Based on the particular facts in Mr. Doucette’s case, the Court found that the reported effects of his hearing loss, for example difficulty distinguishing sounds in a crowded environment, locating the source of sounds, understanding conversational speech, hearing the television, and using the telephone, are each a manifestation of his difficulty hearing or understanding speech and already contemplated by the schedular rating criteria. As a result, the Court held that the Board had no obligation to address extraschedular referral. Notwithstanding that finding, it noted that the Board did provide an extraschedular analysis, and determined that the Board properly determined that the reported symptoms were not exceptional or unusual.

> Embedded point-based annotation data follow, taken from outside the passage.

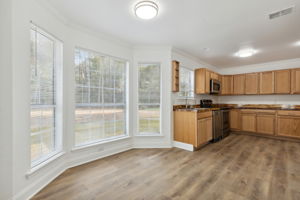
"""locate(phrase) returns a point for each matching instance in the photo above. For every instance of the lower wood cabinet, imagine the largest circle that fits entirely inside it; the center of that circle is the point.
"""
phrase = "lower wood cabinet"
(204, 130)
(288, 126)
(234, 119)
(266, 124)
(248, 122)
(192, 127)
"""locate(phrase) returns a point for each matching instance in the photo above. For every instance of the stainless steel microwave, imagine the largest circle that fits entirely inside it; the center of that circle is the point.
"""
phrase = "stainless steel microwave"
(215, 86)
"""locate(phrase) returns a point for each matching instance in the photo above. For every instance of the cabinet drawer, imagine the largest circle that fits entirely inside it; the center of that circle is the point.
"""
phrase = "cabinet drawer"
(288, 113)
(202, 115)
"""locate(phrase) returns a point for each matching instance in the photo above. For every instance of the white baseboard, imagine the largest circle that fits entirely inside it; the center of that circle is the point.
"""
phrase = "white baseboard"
(32, 189)
(184, 146)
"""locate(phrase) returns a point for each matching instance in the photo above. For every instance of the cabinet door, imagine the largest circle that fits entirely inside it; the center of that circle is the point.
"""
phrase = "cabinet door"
(295, 81)
(283, 82)
(200, 81)
(265, 124)
(251, 83)
(285, 126)
(227, 85)
(234, 119)
(266, 83)
(214, 76)
(204, 131)
(248, 122)
(239, 84)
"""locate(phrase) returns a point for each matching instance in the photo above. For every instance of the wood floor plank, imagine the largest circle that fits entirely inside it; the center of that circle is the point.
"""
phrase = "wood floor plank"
(240, 167)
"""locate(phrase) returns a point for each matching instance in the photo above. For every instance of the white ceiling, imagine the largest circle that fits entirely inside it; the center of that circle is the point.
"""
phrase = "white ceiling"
(223, 26)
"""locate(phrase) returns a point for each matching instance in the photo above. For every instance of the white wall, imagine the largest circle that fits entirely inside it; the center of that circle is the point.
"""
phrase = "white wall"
(262, 99)
(23, 12)
(160, 55)
(5, 101)
(192, 63)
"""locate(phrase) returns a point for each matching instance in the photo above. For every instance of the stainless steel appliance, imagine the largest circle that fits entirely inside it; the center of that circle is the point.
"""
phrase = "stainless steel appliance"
(215, 86)
(220, 120)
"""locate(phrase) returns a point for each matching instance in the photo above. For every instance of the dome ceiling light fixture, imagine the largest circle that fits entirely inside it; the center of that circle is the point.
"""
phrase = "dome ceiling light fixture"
(243, 53)
(146, 10)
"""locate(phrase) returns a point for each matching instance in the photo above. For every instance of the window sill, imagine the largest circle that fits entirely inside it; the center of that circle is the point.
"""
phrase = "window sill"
(36, 168)
(100, 142)
(149, 135)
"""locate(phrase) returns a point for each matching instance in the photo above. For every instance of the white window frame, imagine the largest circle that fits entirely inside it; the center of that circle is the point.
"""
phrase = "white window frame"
(58, 106)
(193, 86)
(160, 101)
(114, 138)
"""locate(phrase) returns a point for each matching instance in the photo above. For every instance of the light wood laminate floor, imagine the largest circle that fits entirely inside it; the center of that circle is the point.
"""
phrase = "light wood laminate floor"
(239, 167)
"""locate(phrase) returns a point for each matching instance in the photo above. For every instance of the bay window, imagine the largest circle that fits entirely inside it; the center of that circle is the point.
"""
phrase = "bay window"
(46, 65)
(149, 99)
(100, 112)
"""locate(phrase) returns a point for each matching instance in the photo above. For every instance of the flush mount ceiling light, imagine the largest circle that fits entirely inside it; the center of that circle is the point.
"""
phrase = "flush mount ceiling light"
(245, 53)
(146, 10)
(297, 43)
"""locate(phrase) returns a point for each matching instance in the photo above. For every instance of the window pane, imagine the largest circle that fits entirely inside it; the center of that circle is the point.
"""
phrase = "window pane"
(101, 103)
(149, 98)
(43, 95)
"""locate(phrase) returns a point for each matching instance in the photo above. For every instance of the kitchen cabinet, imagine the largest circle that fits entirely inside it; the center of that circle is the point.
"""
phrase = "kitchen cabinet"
(175, 76)
(288, 124)
(192, 127)
(214, 76)
(239, 84)
(227, 85)
(295, 82)
(204, 131)
(266, 82)
(251, 83)
(234, 119)
(202, 80)
(266, 123)
(283, 82)
(248, 120)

In her dissenting opinion, Judge Schoelen wrote that she “believe[d] the rating criteria are inadequate to contemplate a veteran’s functional effects and entire disability picture.” Judge Schoelen commented that “the rating schedule for hearing loss does not explain what the effects of the match of puretone threshold with speech discrimination should be.” She noted it was impossible for the Court to interpret the severity or functional effects of a veteran’s hearing loss based on the tables provided by VA in its regulations, and she stated that “[t]he majority fails to explain how the Board could review the functional effects of hearing loss and match those functional effects with nonexistent criteria.”